I just thought about some special cases for DBSCAN. The case is illustrated here. Assume eps equals to the radius of the circles. For MinPts=3 p and r are corepoints. It is unclear wether q belongs to the cluster of p or of r. If a recursive implementation is used and the algorithm checks r first, q would be part of the cluster of r. Hence p would define a cluster with just two elements. The original paper states: "Note that a cluster wrt. Eps and MinPts contains at least MinPts points [...]" Am I missing something here or was this special case just not considered?
1 Answers
In example, q is also a core point: there are three points in the circle: p, q, r. You need minPts=4 in this example.
You need to distinguish the theoretical definition of a density cluster from the efficient algorithm output, which only "almost" gives the theoretical result for a good reason: In the theoretical model, q would be part of both clusters. But that is inconvenient and surprising to users.
You are not the first to notice. Even Wikipedia knows this:
While minPts intuitively is the minimum cluster size, in some cases DBSCAN can produce smaller clusters.[5] A DBSCAN cluster consists of at least one core point.[5] As other points may be border points to more than one cluster, there is no guarantee that at least minPts points are included in every cluster.

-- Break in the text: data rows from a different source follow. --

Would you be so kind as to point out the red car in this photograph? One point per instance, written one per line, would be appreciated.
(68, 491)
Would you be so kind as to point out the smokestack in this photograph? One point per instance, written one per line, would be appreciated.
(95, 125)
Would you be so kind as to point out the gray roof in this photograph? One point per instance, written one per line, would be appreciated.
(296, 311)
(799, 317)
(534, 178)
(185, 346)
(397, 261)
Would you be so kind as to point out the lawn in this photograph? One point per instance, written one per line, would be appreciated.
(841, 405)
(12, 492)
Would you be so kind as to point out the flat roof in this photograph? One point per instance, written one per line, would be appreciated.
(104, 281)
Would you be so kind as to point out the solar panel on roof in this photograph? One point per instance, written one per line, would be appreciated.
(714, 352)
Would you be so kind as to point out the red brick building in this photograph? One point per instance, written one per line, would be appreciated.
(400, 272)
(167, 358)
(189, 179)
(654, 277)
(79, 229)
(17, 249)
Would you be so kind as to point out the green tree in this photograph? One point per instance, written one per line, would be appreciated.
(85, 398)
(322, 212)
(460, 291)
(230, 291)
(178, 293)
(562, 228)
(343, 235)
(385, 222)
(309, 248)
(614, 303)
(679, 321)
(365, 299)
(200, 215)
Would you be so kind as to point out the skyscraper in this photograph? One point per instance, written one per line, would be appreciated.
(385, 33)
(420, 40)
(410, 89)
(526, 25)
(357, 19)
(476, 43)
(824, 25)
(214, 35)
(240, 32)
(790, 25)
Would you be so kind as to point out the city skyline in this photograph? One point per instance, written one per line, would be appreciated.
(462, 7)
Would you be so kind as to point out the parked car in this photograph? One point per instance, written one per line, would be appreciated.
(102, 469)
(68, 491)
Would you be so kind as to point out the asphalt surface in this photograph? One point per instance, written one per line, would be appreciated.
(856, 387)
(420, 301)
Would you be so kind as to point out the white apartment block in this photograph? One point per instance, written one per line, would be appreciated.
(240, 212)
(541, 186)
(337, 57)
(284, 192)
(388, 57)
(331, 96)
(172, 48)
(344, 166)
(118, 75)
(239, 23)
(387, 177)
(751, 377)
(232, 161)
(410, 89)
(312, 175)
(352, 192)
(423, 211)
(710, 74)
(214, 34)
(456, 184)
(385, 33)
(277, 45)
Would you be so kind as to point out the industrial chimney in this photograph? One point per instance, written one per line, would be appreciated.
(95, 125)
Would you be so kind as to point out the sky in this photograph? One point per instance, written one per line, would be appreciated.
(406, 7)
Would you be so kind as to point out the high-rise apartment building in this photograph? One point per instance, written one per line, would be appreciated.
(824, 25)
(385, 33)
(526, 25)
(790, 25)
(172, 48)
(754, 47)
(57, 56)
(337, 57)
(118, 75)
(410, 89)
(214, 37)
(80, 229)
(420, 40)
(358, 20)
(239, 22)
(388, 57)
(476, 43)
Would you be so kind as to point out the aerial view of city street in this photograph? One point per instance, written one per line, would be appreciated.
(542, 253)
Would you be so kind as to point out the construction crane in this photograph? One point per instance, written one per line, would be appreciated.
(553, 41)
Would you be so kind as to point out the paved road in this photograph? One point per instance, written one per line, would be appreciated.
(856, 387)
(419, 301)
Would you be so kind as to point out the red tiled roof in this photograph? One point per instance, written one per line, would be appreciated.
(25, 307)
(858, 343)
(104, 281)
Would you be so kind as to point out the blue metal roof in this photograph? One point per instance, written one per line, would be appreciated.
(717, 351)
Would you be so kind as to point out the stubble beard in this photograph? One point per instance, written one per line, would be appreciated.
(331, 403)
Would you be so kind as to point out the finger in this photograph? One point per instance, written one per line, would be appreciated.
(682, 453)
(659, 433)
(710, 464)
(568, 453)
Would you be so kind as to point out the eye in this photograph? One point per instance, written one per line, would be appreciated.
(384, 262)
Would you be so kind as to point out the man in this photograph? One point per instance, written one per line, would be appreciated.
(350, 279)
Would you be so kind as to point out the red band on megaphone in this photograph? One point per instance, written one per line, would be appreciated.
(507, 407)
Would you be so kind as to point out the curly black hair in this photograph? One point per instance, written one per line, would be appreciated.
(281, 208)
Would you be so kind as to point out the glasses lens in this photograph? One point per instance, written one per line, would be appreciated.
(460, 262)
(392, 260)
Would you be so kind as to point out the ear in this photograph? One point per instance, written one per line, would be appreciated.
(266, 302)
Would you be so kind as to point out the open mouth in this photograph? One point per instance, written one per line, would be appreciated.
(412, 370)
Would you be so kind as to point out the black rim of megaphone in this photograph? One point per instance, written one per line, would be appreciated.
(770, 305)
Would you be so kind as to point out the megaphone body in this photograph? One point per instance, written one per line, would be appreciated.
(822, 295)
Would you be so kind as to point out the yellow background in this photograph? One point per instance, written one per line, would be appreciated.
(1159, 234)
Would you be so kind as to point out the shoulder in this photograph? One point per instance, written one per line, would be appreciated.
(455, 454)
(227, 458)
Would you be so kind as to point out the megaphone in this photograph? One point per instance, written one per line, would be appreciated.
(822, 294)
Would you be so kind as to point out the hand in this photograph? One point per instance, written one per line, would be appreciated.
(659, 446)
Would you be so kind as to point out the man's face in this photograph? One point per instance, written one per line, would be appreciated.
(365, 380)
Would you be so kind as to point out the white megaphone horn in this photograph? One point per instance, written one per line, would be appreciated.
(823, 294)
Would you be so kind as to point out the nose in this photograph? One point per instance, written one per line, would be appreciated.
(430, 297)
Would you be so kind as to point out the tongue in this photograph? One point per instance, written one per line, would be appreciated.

Reference [5] is the article
Schubert, Erich; Sander, Jörg; Ester, Martin; Kriegel, Hans Peter; Xu, Xiaowei (July 2017). "DBSCAN Revisited, Revisited: Why and How You Should (Still) Use DBSCAN". ACM Trans. Database Syst. 42 (3): 19:1–19:21. doi:10.1145/3068335. ISSN 0362-5915.
Which contains the footnote:
Note that this can, in rare cases, lead to a cluster with fewer than minPts points, if too many border points are reachable by different clusters, and have previously been assigned to other clusters. Every cluster will at least have one core point. Multi-assignment to exactly represent the theoretical model—or an assignment by shortest distance—can be implemented easily.